Tanto premesso, con i motivi in esame si prospetta, apparentemente, una violazione di norme di legge, mirando, in realtà, alla rivalutazione dei fatti storici operata dal giudice di merito, così da realizzare una surrettizia trasformazione del giudizio di legittimità in un nuovo, non consentito, terzo grado di merito, proponendo una propria diversa valutazione, corrispondente ad un mero dissenso motivazionale che non inficia la legittimità della sentenza impugnata, non essendo consentito trasformare il giudizio di cassazione nel terzo grado di merito nel quale ridiscutere esiti istruttori non condivisi, al fine di un loro riesame (v. Cass. n. 8758/2017, n. 29404/2017,
18721/2018, n. 20814/2018, n. 1229/2019, S.U. n. 34476/2019, n. 15568/2020, S.U. 20867/2020, n. 5987/2021, n. 20553/2021, n. 6774/2022, n. 36349/2023, n. 24895/2025).
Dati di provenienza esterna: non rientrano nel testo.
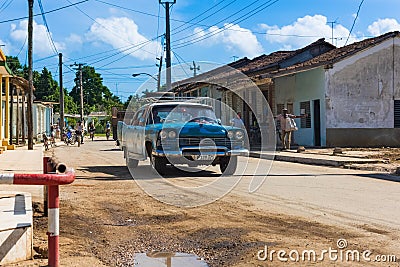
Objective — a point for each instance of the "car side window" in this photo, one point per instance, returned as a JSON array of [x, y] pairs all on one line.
[[137, 117]]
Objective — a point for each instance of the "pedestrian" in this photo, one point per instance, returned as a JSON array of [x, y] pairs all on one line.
[[79, 132], [287, 127], [237, 121]]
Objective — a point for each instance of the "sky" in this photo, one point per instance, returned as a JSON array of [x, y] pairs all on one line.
[[119, 38]]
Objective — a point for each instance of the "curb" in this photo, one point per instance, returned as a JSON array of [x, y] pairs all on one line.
[[314, 161]]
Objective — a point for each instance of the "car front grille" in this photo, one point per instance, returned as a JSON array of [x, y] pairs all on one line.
[[196, 141]]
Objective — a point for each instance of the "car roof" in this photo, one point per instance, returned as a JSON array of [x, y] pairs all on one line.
[[183, 103]]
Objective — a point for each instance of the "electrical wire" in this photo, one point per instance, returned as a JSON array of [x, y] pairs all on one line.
[[176, 32], [5, 5], [220, 21], [180, 63], [354, 21], [51, 11], [47, 28], [229, 25], [112, 32]]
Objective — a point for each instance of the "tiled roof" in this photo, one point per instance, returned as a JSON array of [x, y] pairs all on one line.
[[338, 54]]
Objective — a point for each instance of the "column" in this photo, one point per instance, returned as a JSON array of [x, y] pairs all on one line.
[[7, 113], [1, 109]]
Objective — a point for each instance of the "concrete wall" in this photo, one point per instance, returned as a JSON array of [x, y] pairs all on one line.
[[361, 89], [301, 87], [363, 137], [16, 238]]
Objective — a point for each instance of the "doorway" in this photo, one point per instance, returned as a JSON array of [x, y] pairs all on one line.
[[317, 122]]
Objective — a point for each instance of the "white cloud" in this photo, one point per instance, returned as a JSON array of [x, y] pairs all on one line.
[[122, 33], [382, 26], [5, 47], [41, 42], [235, 38], [306, 30]]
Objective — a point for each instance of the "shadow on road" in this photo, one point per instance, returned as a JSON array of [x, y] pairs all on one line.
[[381, 176], [146, 172], [112, 173]]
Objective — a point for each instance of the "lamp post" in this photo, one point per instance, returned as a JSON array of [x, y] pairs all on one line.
[[143, 73]]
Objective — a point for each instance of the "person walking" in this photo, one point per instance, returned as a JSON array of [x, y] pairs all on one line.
[[287, 127]]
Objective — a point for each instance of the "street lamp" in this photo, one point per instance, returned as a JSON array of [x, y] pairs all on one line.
[[143, 73]]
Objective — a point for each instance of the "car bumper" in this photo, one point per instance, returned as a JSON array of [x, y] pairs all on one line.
[[192, 152]]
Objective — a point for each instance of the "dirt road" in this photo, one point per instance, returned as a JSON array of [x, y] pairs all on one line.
[[105, 218]]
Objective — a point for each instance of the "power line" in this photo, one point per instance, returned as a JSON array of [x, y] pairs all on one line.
[[5, 5], [189, 22], [354, 22], [51, 11], [47, 27], [230, 24]]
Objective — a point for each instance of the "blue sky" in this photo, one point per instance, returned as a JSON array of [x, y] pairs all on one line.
[[119, 37]]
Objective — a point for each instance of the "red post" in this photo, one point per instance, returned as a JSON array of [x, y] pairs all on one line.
[[52, 180], [53, 226]]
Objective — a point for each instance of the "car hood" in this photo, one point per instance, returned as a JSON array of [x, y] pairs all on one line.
[[194, 129]]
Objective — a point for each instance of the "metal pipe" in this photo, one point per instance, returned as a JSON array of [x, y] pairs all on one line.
[[53, 180]]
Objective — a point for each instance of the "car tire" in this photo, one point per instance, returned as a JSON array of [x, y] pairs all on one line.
[[228, 165], [131, 163], [158, 164]]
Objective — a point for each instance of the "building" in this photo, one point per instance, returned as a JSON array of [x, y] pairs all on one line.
[[352, 94]]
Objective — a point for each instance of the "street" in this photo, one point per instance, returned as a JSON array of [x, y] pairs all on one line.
[[105, 217]]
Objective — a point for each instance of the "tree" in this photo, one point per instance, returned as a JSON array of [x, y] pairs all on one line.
[[96, 96], [14, 64], [45, 86]]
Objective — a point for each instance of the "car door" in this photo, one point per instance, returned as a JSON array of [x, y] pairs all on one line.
[[132, 132], [140, 130]]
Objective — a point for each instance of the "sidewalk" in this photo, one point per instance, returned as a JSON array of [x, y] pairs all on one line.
[[22, 160], [354, 159]]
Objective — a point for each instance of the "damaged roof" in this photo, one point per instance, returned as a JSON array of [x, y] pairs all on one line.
[[338, 54]]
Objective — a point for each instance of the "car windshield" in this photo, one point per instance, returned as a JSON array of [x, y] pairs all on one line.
[[182, 113]]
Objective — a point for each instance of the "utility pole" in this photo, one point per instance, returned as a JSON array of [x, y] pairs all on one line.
[[194, 68], [332, 23], [61, 98], [167, 4], [30, 76], [80, 86], [159, 73]]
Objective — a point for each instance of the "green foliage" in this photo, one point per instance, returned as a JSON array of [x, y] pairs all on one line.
[[14, 64], [97, 97]]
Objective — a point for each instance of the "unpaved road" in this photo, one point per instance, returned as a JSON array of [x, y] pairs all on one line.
[[105, 217]]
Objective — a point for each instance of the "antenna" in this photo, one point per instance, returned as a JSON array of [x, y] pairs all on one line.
[[332, 23]]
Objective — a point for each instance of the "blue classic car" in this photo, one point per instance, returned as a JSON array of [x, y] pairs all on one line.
[[181, 133]]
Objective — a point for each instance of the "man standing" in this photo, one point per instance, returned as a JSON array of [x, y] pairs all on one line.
[[285, 120]]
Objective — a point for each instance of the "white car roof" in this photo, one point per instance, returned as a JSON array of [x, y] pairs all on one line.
[[184, 103]]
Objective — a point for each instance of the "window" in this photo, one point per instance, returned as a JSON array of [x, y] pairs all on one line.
[[305, 109], [279, 108], [397, 114]]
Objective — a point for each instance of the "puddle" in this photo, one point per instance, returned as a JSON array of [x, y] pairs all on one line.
[[168, 259]]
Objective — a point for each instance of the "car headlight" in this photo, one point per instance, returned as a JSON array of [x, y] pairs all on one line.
[[239, 135], [163, 134], [172, 134]]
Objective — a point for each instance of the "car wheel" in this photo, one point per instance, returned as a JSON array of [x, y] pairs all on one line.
[[159, 164], [228, 165], [131, 163]]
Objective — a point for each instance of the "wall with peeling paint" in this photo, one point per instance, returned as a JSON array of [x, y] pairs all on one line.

Infatti, posto che il procedimento logico-giuridico diretto alla determinazione dell’inquadramento di un lavoratore subordinato si esprime in tre fasi successive (accertamento in fatto delle attività lavorative in concreto svolte, individuazione delle qualifiche e dei gradi previsti dal contratto collettivo di categoria, raffronto tra il risultato della prima indagine ed i testi della normativa contrattuale individuati nella seconda), l’accertamento della natura delle mansioni concretamente svolte dal dipendente, ai fini dell’inquadramento del medesimo in una determinata categoria di lavoratori, costituisce giudizio di fatto riservato al giudice del merito ed è insindacabile, in sede di legittimità, se sorretto da logica ed adeguata motivazione, come nel caso di specie (tra le molte conformi, cfr. Cass. n. 28284/2009, n. 8589/2015, n. 18943/2016, n. 14413/2024).
Con il terzo motivo, parte ricorrente deduce violazione dell’art. 2697 c.c. per omessa prova dei fatti costitutivi del diritto (art. 360 n. 3, c.p.c.), non avendo il lavoratore offerto prova alcuna in ordine all’esistenza dei presupposti per l’attribuzione del profilo professionale di capo operatori (parametro 188) del CCNL 27.11.2003.
Il motivo (speculare al primo) è inammissibile, perché la violazione dell’art. 2697 c.c. è deducibile per cassazione soltanto nell’ipotesi in cui il giudice abbia attribuito l’onere della prova ad una parte diversa da quella che ne sia onerata, secondo le regole di scomposizione delle fattispecie basate sulla differenza tra fatti costitutivi ed eccezioni; diverso profilo è quello dell’apprezzamento delle prove, spettante al giudice di merito, e nel caso in esame, come già rilevato, congruamente e logicamente motivato.
In ragione della soccombenza parte ricorrente deve essere condannata alla rifusione delle spese del presente giudizio in favore di parte controricorrente, liquidate come da dispositivo, da distrarsi in favore del difensore di parte controricorrente dichiaratosi antistatario.
All’inammissibilità dell’impugnazione consegue il raddoppio del contributo unificato, ove dovuto nella ricorrenza dei presupposti processuali.
P.Q.M.
La Corte dichiara inammissibile il ricorso.
Condanna parte ricorrente alla rifusione delle spese del presente giudizio, che liquida in € 5.000 per compensi, € 200 per esborsi, spese generali al 15%, accessori di legge, da distrarsi.
Ai sensi dell’art. 13 comma 1 quater del d.p.r. n. 115 del 2002, dà atto della sussistenza dei presupposti processuali per il versamento, da parte della ricorrente, dell’ulteriore importo a titolo di contributo unificato pari a quello previsto per il ricorso, a norma del comma 1 bis dello stesso art. 13, se dovuto.
Così deciso in Roma, nell’Adunanza camerale del 1° ottobre 2025.